Macdonald – who identified himself at the oldest street reporter in America – continued to file stories through the late 1930s. By 1939 his declining health had compelled him to slow down to writing only one story per week. He died on April 9, 1942, a month shy of his 81st birthday.
His colleague Edwin Pinkham recalled walking up Grand Avenue in Kansas City with Macdonald. “On that occasion ‘Mac’ stopped and looked in every shop window we passed,” Pinkham wrote. “I found it exasperating because I really was going somewhere.”
“‘Mac,’ I said, ‘do you ever expect to get anywhere dawdling that way?’
“‘I may never get anywhere,’ he replied, ‘but I’ll learn a lot on the way.’” [5]

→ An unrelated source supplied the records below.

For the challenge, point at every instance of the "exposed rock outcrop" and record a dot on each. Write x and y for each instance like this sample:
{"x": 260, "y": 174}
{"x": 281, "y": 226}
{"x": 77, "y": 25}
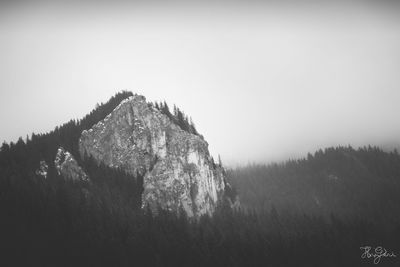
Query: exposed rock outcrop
{"x": 178, "y": 170}
{"x": 68, "y": 167}
{"x": 43, "y": 169}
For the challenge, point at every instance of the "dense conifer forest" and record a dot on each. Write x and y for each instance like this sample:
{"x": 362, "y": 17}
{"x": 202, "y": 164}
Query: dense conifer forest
{"x": 316, "y": 211}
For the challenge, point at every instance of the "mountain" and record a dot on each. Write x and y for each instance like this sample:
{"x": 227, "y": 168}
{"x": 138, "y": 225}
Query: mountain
{"x": 352, "y": 183}
{"x": 84, "y": 195}
{"x": 160, "y": 151}
{"x": 178, "y": 170}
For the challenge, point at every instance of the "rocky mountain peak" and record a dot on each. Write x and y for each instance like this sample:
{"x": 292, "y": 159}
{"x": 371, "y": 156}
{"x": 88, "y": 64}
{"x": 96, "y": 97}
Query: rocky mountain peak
{"x": 178, "y": 170}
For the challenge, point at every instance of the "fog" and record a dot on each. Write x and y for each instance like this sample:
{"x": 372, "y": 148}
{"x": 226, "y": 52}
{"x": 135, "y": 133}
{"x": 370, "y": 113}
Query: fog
{"x": 262, "y": 81}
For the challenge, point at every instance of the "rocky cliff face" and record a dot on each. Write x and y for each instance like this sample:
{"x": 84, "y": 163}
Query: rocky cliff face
{"x": 177, "y": 167}
{"x": 68, "y": 167}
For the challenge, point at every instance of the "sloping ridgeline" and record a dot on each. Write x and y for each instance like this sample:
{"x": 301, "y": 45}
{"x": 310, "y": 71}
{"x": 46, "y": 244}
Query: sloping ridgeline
{"x": 54, "y": 221}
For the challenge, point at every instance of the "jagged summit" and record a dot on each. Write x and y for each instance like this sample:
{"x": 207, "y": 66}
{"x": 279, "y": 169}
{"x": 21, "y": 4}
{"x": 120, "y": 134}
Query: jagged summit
{"x": 179, "y": 172}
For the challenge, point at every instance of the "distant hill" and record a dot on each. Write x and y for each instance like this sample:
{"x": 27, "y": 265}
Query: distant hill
{"x": 351, "y": 183}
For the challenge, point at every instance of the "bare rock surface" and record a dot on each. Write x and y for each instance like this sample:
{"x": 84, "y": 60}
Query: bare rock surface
{"x": 178, "y": 170}
{"x": 68, "y": 167}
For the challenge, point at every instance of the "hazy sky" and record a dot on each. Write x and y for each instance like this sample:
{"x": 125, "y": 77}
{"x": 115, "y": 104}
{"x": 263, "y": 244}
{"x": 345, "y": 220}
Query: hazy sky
{"x": 262, "y": 81}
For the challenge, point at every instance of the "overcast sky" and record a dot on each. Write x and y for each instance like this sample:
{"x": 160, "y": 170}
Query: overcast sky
{"x": 262, "y": 81}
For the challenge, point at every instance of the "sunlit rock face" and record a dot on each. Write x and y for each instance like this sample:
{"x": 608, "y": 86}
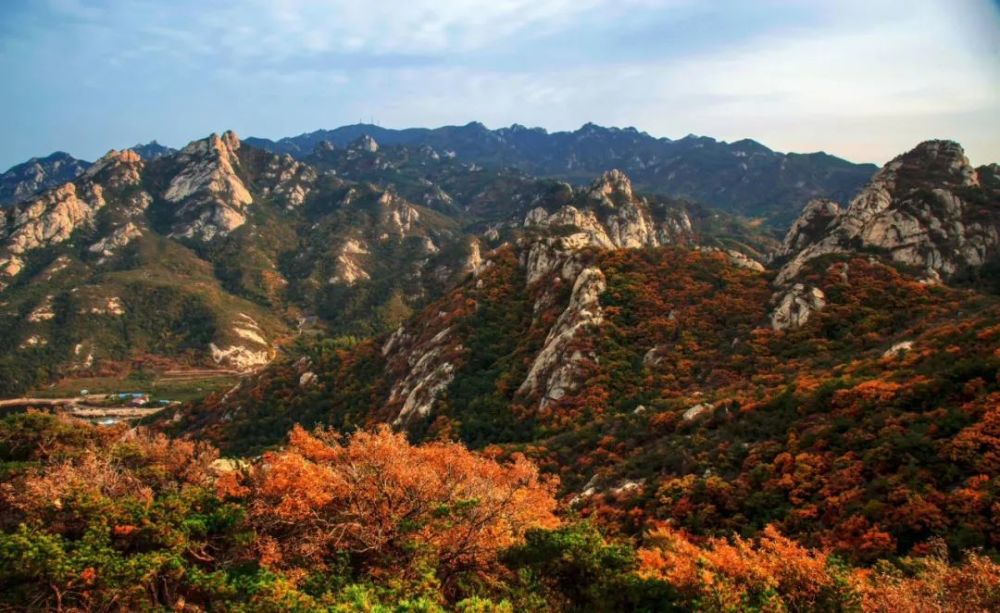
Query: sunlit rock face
{"x": 211, "y": 194}
{"x": 926, "y": 209}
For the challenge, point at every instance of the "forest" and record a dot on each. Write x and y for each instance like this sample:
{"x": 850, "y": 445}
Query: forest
{"x": 112, "y": 518}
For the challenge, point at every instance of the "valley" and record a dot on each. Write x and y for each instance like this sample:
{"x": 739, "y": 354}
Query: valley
{"x": 537, "y": 369}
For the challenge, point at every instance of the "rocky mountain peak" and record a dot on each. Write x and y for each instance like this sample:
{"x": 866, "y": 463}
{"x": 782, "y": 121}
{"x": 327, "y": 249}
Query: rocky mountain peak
{"x": 365, "y": 143}
{"x": 117, "y": 168}
{"x": 925, "y": 209}
{"x": 942, "y": 162}
{"x": 209, "y": 188}
{"x": 612, "y": 185}
{"x": 25, "y": 180}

-----------------------------------------------------
[1] “A. B. Macdonald, Pulitzer Winner, Dies in Kansas City,” Daily Capital News (Jefferson City, MO), 10 April 1942, p.8.
[2] William Futhey Gibbons, Making Today’s Newspaper: A Method for Gathering, Writing, and Publishing News (Ann Arbor: Edwards Brothers, 1933), pp. 82, 84.
[3] Vernon McKenzie, Behind the Headlines: Journalistic Adventures of Today (New York: Harrison Smith, 1931), pp. 59, 64-65.
[4] Lee Shippey, The Luckiest Man Alive (Los Angeles: Westernlore Press, 1959), p. 56.
[5] William Futhey Gibbons, Making Today’s Newspaper: A Method for Gathering, Writing, and Publishing News (Ann Arbor: Edwards Brothers, 1933), p. 80.